On Sunday Night Football, color analyst Cris Collinsworth noted that the one statistic Green Bay Packers defensive coordinator Dom Capers gives much credence to is passer rating differential. In short, it’s a way to measure an offense’s passing efficiency and its defense’s ability to defend through the air. Though it’s not bulletproof and has some missing variables, the stat takes into account decision-making at the quarterback position, accuracy, chunk plays, creating pressure and covering through the air.
"I think about when the Packers won the Super Bowl (in the 1996 season) and beat the Panthers out here, they were plus-41 or 42 that year," Capers said.
"They were No. 1 in (passer-rating) offense, No. 1 in (passer-rating) defense, which rarely happens. If you have a guy like Brett Favre, you had a high quarterback rating, and their defense was hard on opposing quarterbacks. Look at when we won it here (in the 2010 season). If we weren’t the top (in differential), we were one of the top two."
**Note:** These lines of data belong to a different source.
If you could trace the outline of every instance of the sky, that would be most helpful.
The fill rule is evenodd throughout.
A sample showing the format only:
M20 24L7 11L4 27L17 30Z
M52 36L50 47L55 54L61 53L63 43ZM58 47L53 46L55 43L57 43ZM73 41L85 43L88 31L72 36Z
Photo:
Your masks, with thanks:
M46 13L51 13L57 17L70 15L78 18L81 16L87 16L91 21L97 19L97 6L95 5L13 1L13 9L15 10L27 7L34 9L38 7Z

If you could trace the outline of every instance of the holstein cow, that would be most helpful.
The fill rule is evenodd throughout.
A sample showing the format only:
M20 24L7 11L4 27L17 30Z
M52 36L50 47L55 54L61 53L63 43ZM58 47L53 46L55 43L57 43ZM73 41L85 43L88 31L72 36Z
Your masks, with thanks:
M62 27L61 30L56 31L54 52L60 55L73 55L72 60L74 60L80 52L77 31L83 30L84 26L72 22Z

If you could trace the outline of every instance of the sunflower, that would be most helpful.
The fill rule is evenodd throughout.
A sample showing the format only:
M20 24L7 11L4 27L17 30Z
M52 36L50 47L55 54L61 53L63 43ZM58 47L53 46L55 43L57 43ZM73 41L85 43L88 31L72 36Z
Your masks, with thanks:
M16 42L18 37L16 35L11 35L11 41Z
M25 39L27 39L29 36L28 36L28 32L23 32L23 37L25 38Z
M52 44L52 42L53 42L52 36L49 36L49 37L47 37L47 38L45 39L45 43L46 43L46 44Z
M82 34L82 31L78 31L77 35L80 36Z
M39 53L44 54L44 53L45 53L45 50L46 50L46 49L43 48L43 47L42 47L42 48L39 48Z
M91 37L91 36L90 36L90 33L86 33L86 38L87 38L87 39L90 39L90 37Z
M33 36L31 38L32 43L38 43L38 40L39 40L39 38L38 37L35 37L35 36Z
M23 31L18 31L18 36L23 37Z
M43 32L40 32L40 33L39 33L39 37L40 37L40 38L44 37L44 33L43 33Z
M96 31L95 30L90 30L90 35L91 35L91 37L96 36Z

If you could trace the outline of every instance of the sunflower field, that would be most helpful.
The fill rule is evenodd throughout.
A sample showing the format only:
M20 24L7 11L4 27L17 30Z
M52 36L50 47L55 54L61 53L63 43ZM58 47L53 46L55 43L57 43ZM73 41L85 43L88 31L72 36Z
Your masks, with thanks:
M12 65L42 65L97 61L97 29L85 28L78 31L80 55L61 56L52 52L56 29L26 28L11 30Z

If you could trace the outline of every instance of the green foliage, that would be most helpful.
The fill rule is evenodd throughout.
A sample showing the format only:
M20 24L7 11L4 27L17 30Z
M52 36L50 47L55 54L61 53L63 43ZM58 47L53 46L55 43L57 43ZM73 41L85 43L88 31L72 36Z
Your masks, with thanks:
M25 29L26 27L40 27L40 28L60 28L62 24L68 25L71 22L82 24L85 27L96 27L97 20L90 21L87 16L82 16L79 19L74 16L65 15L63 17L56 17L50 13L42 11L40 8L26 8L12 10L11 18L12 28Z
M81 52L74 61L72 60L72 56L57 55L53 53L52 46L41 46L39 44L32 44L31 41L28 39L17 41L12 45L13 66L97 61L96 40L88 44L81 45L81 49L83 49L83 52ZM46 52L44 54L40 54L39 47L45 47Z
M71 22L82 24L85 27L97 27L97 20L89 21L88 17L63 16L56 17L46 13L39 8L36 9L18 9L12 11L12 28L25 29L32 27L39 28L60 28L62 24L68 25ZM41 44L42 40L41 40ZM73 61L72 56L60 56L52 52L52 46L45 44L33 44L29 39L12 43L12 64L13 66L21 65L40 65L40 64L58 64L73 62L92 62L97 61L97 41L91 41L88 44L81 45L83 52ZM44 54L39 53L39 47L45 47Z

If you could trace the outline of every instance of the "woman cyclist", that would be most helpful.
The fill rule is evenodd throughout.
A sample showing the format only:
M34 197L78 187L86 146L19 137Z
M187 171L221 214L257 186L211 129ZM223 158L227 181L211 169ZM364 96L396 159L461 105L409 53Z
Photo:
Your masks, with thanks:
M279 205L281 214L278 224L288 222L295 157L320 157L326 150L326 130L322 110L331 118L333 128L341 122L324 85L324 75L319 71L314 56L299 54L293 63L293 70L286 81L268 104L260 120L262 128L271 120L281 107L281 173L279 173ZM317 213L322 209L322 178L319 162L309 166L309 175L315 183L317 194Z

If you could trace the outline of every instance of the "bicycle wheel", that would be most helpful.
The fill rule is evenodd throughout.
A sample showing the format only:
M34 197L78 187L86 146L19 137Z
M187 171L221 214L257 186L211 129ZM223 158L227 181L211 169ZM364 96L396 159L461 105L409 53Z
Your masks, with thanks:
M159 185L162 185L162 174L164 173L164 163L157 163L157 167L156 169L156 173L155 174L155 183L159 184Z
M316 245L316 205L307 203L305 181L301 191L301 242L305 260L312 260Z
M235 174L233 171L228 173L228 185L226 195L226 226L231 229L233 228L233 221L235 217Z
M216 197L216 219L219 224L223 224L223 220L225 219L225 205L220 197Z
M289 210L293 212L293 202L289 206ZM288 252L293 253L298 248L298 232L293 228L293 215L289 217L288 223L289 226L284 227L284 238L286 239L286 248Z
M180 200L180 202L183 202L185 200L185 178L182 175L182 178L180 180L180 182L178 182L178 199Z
The information below, courtesy of STATS LLC, is a current look at each team’s passer rating differential. Two teams that stick out are the Buffalo Bills in the top 10 and the Philadelphia Eagles ranking below the Tennessee Titans and Washington Redskins.
Barr scratching the surface?
Some around the league are still buzzing about Minnesota Vikings rookie linebacker Anthony Barr’s walk-off forced fumble and recovery for a score. Barr, who was playing in his eighth regular-season game, has 18 tackles, two passes defensed and a forced fumble over the past two weeks.
"A lot of people forget that this is only Anthony’s third year playing defense," a source close to Barr told FOXSports.com. "He’s a true definition of an athlete and is only scratching the surface on his talent."
Barr, of course, made the position change from a tailback-tight end hybrid position to linebacker in his junior season at UCLA.